I was recently reading an article written by a fellow (translation: someone who is recognized as a writer and makes a living at it) columnist on this same problem she's also suffered from for years. I never knew it had a name or was even considered a "thing."

We've all had this problem at one time or another. At least I hope so. I'd hate to think I and the aforementioned columnist were the only ones who are entirely clueless. What usually happens next is my brain will start playing a rousing game of "Wheel of Fortune," spinning letters like mad. I think her name starts with a "C" or maybe a "K." It's on the tip of my tongue. Should I buy a vowel? I think her name is Karen. Or is it Cathy? Or Kathy with a "K"? I think she works at the grocery store, or maybe the Olive Garden. I know I've seen her somewhere before. By now I'm too embarrassed to say anything so I just move on.

I also suffer from the inability to remember names so usually my mental “Wheel of Fortune” head game is of no use. I've been going to my health clinic for almost three years now and since the ladies up front don't wear name tags, I have no idea what their names are and I'm too embarrassed to ask now.

I think my mother suffered from this too since I heard her many times refer to someone as "Wutchie." I was a teenager before I discovered that "Wuthcie" wasn't a real name, and half our town was not populated by people named Wutchie. Granted, there were plenty of people in our small town who were related, a fact I also didn't know until I was probably in my 20s.

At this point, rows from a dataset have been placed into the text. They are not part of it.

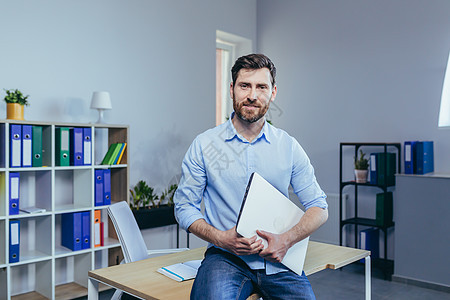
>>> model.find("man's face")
[230,68,277,123]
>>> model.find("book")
[376,152,396,186]
[158,260,202,282]
[415,141,434,175]
[236,172,309,275]
[375,192,393,226]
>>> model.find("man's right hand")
[215,226,264,255]
[189,219,264,255]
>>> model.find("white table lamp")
[438,52,450,127]
[91,92,112,123]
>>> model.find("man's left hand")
[256,230,290,263]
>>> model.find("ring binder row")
[10,124,42,168]
[10,124,92,168]
[61,211,91,251]
[55,127,92,166]
[95,169,111,206]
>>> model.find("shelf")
[55,282,111,300]
[339,142,402,274]
[341,218,394,228]
[0,120,129,299]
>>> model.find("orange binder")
[94,209,102,247]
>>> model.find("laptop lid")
[236,172,309,275]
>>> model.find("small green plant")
[159,184,178,206]
[4,89,30,105]
[130,180,158,209]
[355,149,369,170]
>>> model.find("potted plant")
[130,180,177,229]
[4,89,29,120]
[355,149,369,183]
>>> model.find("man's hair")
[231,54,277,87]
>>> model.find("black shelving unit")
[339,143,401,276]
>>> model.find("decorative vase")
[355,170,368,183]
[6,103,23,120]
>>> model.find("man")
[174,54,328,300]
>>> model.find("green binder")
[55,127,70,166]
[376,192,394,226]
[102,143,122,165]
[32,126,42,167]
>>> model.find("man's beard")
[233,95,269,123]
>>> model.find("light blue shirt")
[174,114,327,274]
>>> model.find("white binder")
[236,172,309,275]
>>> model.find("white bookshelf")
[0,120,129,300]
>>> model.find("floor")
[80,264,450,300]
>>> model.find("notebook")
[236,172,309,275]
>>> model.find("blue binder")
[9,172,20,215]
[9,220,20,263]
[359,227,380,262]
[404,141,417,174]
[94,169,103,206]
[103,169,111,205]
[81,211,91,249]
[9,124,22,168]
[22,125,33,167]
[416,141,434,174]
[70,127,84,166]
[83,127,92,165]
[61,212,83,251]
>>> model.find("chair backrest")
[108,201,148,263]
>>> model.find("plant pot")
[133,205,177,229]
[6,103,23,120]
[355,170,368,183]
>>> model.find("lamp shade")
[438,52,450,127]
[91,92,112,109]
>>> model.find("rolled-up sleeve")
[173,138,206,230]
[291,140,328,210]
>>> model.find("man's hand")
[256,230,291,263]
[216,226,264,255]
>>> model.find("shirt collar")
[225,112,270,144]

Another infliction I suffer from is something I've named Invisibleitis. Invisibleitis happens to me all the time when I'm standing in line to pay for a purchase or waiting for the clerk in a department store to stop examining her phone and help me. Maybe it's because I can be patient when I'm in the mood and this translates to "doormat" at some stores. Just the other day I was waiting while the lady behind the counter of a large home improvement store was on the phone helping a customer. The call went on and on and on, but she was on the phone before I walked up, so I waited. Several other employees, excuse me – team members – were milling around behind the desk paying me no mind. Okay, they're busy, I can wait. That is until a man walked up, and three female team members rushed to wait on him.

"Excuse me!" I almost shouted, "I've been waiting here patiently." Startled that I spoke up, one of the team members replied, "Oh, I thought she was helping you," pointing to the lady on the phone. Nope. Well, here's a little tip: ASK if someone is being helped.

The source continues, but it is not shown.